Vallandigham died in 1871 in Lebanon, Ohio, at the age of 50, after accidentally shooting himself with a pistol. He was representing a defendant in a murder case for killing a man in a barroom brawl. Vallandigham attempted to prove the victim had in fact killed himself while trying to draw his pistol from a pocket when rising from a kneeling position. As Vallandigham conferred with fellow defense attorneys in his hotel room, he showed them how he would demonstrate this to the jury. Grabbing a pistol he believed to be unloaded, he put it in his pocket and enacted the events as they might have happened, shooting himself in the process. Vallandigham proved his point, and the defendant, Thomas McGehan, was acquitted and released from custody. Clement Vallandigham, however, died of his wound.

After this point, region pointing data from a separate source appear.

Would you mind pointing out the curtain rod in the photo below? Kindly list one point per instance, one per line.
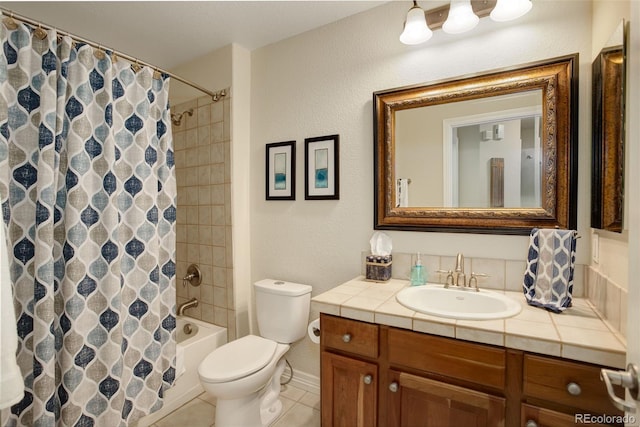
(216, 96)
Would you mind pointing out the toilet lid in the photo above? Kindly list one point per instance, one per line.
(237, 359)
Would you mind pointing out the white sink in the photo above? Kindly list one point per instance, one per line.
(464, 304)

His last words expressed his faith in "that good old Presbyterian doctrine of predestination". Survived by his wife, Louisa Anna (McMahon) Vallandingham, and his son Charles Vallandigham, he was buried in Woodland Cemetery, Dayton, Ohio.
Vallandigham was eulogized by James W. Wall, a former senator from New Jersey, who mentioned recently meeting with him about New Departure. Wall had been imprisoned during the Civil War by Union authorities.
John A. McMahon, Vallandigham's nephew, was also a U.S. Representative from Ohio.